この日に長崎駅の一日駅長を務める長崎県出身の女優、長濱ねるさんへ、“本物”の萱嶋創駅長より、その任命式が行われる。同時に、式典会場を取り囲む柵の外から、無数のスマホ、カメラが天高く掲げられる。先述した「ざっくり1000人」の中には、「長濱ねるファン」も少なからず含まれているのかもしれない。

新幹線改札前で始まった開業記念式典は、「一日駅長任命式」のあと「くす玉開き」「改札通り初め」を行って、会場を新幹線改札内に移動。主催者挨拶、来賓祝辞が開始される。

「新幹線には交流人口を増やし、定住人口を増やす効果がある。西九州新幹線の開業を一過性で終わらせてはいけない」(JR九州 古宮洋二社長)

「未開通の区間については関係者とよく議論し、『新幹線ネットワーク』を生かしていきたい」(斉藤鉄夫国土交通大臣)

「新幹線の開業効果を県内に広げ、継続していきたい」(長崎県 大石賢吾知事)

「開業効果を大きなものにし、『次の一歩』をまた皆さんと迎えられるよう努力していきたい」(長崎市 田上富久市長)

必ずしも、もろ手を挙げて喜ぶような挨拶、祝辞でなかったのは西九州新幹線らしいところだ。

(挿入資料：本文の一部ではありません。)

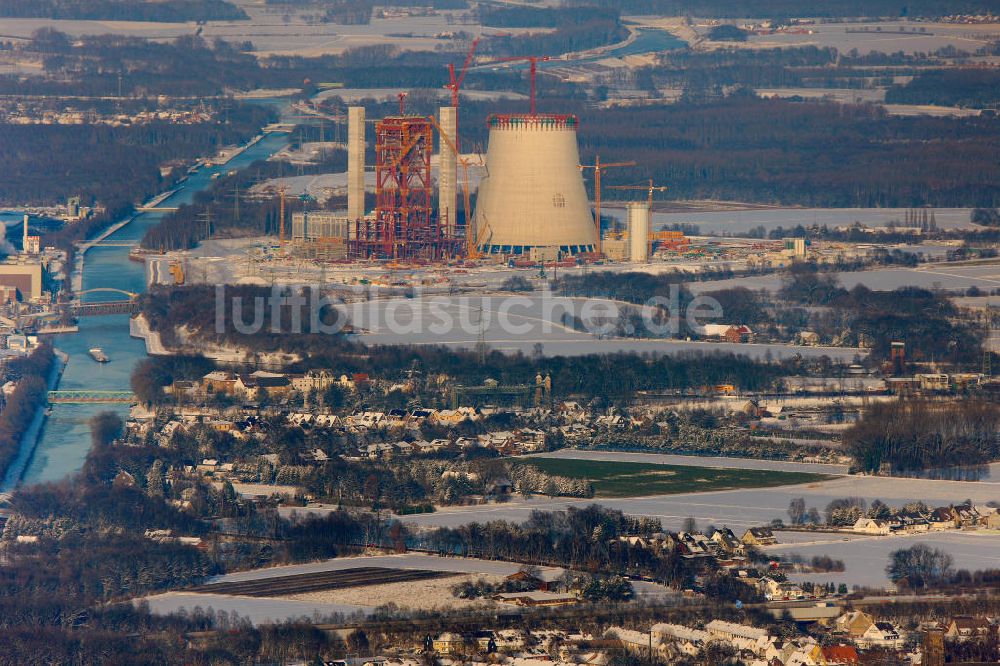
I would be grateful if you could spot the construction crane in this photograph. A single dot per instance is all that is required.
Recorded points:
(534, 60)
(281, 214)
(598, 167)
(456, 82)
(471, 240)
(650, 188)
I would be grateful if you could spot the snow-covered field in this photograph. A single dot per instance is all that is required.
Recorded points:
(866, 557)
(262, 610)
(696, 461)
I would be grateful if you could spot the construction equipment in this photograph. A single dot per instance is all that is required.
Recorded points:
(598, 167)
(472, 251)
(177, 272)
(534, 60)
(281, 214)
(456, 82)
(650, 188)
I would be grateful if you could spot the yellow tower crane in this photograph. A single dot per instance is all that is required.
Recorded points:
(649, 188)
(598, 167)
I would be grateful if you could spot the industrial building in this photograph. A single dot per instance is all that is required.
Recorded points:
(26, 277)
(532, 202)
(405, 225)
(533, 196)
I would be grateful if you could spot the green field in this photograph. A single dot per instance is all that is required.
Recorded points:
(625, 479)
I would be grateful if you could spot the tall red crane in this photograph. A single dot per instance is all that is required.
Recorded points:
(598, 168)
(534, 60)
(456, 82)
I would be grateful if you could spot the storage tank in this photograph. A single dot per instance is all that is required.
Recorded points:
(638, 231)
(533, 194)
(355, 163)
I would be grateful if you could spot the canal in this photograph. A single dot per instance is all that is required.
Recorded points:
(66, 437)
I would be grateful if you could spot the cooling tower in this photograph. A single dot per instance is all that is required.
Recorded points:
(355, 163)
(447, 176)
(638, 231)
(533, 194)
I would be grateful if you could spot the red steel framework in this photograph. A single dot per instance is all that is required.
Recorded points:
(405, 224)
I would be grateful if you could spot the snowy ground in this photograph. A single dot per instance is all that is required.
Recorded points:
(358, 600)
(699, 461)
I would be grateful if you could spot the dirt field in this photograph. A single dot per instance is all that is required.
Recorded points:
(420, 594)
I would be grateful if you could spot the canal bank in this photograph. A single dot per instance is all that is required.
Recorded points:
(31, 436)
(65, 436)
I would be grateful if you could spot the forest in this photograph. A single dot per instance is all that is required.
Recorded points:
(794, 8)
(30, 394)
(910, 436)
(250, 215)
(109, 165)
(742, 148)
(609, 375)
(176, 11)
(976, 87)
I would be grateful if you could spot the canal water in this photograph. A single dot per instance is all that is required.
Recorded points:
(66, 437)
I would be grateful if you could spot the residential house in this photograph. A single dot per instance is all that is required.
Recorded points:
(840, 654)
(758, 536)
(872, 526)
(966, 627)
(741, 636)
(688, 641)
(312, 380)
(991, 520)
(854, 623)
(738, 334)
(880, 634)
(943, 518)
(781, 590)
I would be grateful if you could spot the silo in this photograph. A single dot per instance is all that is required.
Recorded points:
(638, 231)
(533, 194)
(447, 176)
(355, 164)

今回の西九州新幹線開業にあたって、筆者は色々な人に話を聞いたが、「部分開業」という点で話のトーンが低くなる場面が幾度もあった。

ホームで混乱は起きなかったのか?「撮り鉄」は?

上り一番列車「かもめ2号」を担当する西尾麻衣子運転士、金城福貴車掌が「新幹線の『安全の伝統』を引き継いでいく」と安全宣言を行い、子どもたちから花束を受け取る。

時刻は5時55分ごろ。上り一番列車の出発まで、もう20分ほどだ。ここからの式典は、ホーム上での実施になる。

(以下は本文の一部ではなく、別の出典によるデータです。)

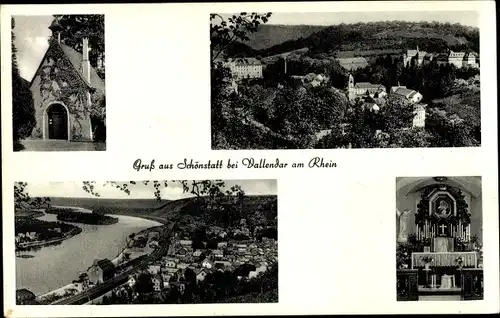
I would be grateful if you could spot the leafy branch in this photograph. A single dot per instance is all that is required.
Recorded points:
(224, 33)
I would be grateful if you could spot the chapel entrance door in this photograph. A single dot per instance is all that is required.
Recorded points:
(58, 122)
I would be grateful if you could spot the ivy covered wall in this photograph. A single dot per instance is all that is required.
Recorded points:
(58, 82)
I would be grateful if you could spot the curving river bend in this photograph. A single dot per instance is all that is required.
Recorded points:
(55, 266)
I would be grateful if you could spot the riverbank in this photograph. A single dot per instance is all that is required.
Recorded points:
(121, 261)
(27, 245)
(41, 233)
(75, 216)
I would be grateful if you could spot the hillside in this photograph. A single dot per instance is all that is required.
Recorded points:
(272, 34)
(373, 36)
(187, 207)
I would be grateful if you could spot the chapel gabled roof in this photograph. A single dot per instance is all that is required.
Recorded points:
(75, 58)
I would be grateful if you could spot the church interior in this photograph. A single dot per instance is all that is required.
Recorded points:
(439, 238)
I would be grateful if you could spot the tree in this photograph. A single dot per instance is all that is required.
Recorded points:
(144, 284)
(76, 27)
(23, 109)
(224, 33)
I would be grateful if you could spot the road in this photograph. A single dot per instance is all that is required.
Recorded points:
(99, 290)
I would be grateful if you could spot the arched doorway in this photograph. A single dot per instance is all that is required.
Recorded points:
(57, 117)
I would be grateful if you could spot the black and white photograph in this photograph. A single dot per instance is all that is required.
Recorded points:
(58, 83)
(374, 79)
(439, 237)
(146, 242)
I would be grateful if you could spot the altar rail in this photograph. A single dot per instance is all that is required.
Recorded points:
(407, 285)
(472, 284)
(444, 259)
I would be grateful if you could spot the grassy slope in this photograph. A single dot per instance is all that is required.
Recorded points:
(359, 36)
(138, 207)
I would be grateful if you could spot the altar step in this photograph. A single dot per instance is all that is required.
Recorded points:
(433, 294)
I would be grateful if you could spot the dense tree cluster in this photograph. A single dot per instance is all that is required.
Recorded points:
(77, 26)
(217, 287)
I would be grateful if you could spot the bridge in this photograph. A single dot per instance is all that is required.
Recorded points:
(101, 289)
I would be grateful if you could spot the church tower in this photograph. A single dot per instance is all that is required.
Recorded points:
(350, 88)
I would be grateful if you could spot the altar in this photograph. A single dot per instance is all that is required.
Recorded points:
(444, 259)
(437, 255)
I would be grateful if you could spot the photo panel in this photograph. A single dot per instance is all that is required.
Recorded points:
(381, 79)
(58, 82)
(146, 242)
(439, 254)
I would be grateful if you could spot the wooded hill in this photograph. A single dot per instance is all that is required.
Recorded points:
(384, 35)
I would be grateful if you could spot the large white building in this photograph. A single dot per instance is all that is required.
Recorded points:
(248, 67)
(408, 94)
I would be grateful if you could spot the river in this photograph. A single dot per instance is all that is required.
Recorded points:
(55, 266)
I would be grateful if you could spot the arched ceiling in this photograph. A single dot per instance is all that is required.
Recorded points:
(471, 185)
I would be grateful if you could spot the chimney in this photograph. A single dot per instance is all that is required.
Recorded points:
(56, 29)
(85, 61)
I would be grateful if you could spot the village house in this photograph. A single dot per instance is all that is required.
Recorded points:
(157, 283)
(154, 269)
(197, 253)
(221, 245)
(186, 243)
(408, 94)
(65, 89)
(166, 279)
(416, 55)
(172, 263)
(25, 297)
(101, 270)
(182, 266)
(248, 67)
(456, 58)
(470, 60)
(352, 63)
(362, 89)
(201, 274)
(207, 264)
(132, 281)
(419, 119)
(217, 254)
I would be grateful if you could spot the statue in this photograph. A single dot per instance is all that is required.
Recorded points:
(403, 225)
(443, 209)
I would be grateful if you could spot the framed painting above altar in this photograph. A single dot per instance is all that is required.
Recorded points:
(443, 244)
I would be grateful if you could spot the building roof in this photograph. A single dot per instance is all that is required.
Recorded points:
(457, 54)
(245, 61)
(403, 91)
(106, 265)
(368, 85)
(352, 63)
(75, 58)
(24, 294)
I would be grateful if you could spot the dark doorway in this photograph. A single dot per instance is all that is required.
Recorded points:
(58, 122)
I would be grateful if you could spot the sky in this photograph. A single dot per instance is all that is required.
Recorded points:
(173, 191)
(32, 34)
(469, 18)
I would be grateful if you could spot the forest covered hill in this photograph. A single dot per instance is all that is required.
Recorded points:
(372, 36)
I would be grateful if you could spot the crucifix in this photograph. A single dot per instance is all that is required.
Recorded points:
(442, 227)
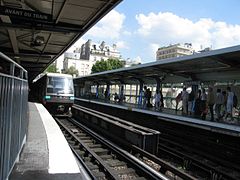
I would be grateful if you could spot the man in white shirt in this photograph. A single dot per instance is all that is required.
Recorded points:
(230, 95)
(184, 100)
(218, 103)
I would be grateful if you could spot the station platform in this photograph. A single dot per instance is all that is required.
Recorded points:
(168, 115)
(46, 154)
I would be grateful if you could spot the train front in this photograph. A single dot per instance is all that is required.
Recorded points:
(59, 95)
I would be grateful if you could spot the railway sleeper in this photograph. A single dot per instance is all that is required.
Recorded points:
(215, 175)
(128, 171)
(115, 162)
(87, 141)
(85, 138)
(100, 151)
(92, 166)
(94, 145)
(107, 156)
(99, 175)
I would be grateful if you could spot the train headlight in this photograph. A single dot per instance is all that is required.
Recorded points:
(47, 97)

すでに乗客は、上り一番列車「かもめ2号」が発車する14番のりばへ移動しており、指定席の列に並んでいた女児とその父親が、何台ものテレビカメラに囲まれていた。

ほかにも、手製の小さな横断幕を作ってきたシニアの男性、小学生の子供がいる一家などが、ホームで「今日はどこへ行きますか?」「どこから来ましたか?」「新幹線に期待することはなんですか?」といった取材を受けている。

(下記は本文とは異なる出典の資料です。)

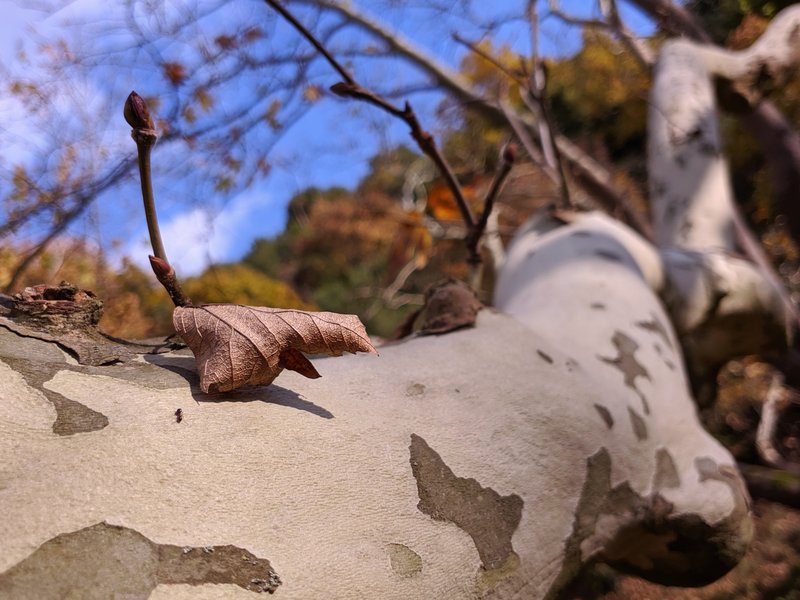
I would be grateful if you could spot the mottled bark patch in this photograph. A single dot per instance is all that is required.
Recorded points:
(107, 561)
(666, 475)
(638, 424)
(605, 414)
(489, 518)
(627, 363)
(657, 327)
(71, 417)
(404, 561)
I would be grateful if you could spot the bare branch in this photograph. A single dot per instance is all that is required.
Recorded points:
(536, 91)
(588, 173)
(774, 404)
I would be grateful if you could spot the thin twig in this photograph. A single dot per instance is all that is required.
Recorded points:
(508, 157)
(613, 24)
(352, 89)
(144, 134)
(475, 49)
(773, 406)
(537, 92)
(313, 40)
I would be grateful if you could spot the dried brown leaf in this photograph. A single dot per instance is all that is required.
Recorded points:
(237, 345)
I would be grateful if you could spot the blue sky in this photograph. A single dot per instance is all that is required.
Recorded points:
(330, 145)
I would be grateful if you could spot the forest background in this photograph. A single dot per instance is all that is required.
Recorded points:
(246, 122)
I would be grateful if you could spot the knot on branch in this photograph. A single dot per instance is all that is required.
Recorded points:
(64, 306)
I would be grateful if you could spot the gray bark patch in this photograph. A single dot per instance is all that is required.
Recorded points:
(657, 327)
(650, 541)
(638, 424)
(627, 363)
(489, 518)
(71, 417)
(404, 561)
(107, 561)
(605, 414)
(666, 475)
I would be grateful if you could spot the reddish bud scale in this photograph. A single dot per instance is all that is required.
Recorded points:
(136, 112)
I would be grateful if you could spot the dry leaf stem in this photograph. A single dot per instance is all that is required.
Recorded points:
(144, 134)
(350, 88)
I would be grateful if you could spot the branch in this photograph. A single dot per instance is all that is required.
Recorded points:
(350, 88)
(612, 23)
(779, 140)
(144, 134)
(587, 172)
(536, 92)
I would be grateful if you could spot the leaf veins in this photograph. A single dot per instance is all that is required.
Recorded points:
(237, 345)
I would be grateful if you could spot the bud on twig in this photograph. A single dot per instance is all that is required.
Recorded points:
(136, 113)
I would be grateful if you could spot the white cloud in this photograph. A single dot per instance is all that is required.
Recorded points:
(199, 237)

6時05分、停車していた上り一番列車「かもめ2号」のドアが開いた。長崎駅から自由席に乗車できる人数が、ホームへ移動する前の段階で、座席数とほぼ同数の230名までに制限されていたこと、入場券で「かもめ2号」が発車するホームへの入場は不可だったことから、整然と乗車が進む。ガッツポーズをしながら乗り込んだ若い男性の姿も見えた。

入場券で入れたのは、隣の新幹線11・12番のりばだ。そのホームでは、一番列車の出発を見届けよう、撮影しようとする人たちで、安全柵沿いに人垣ができている。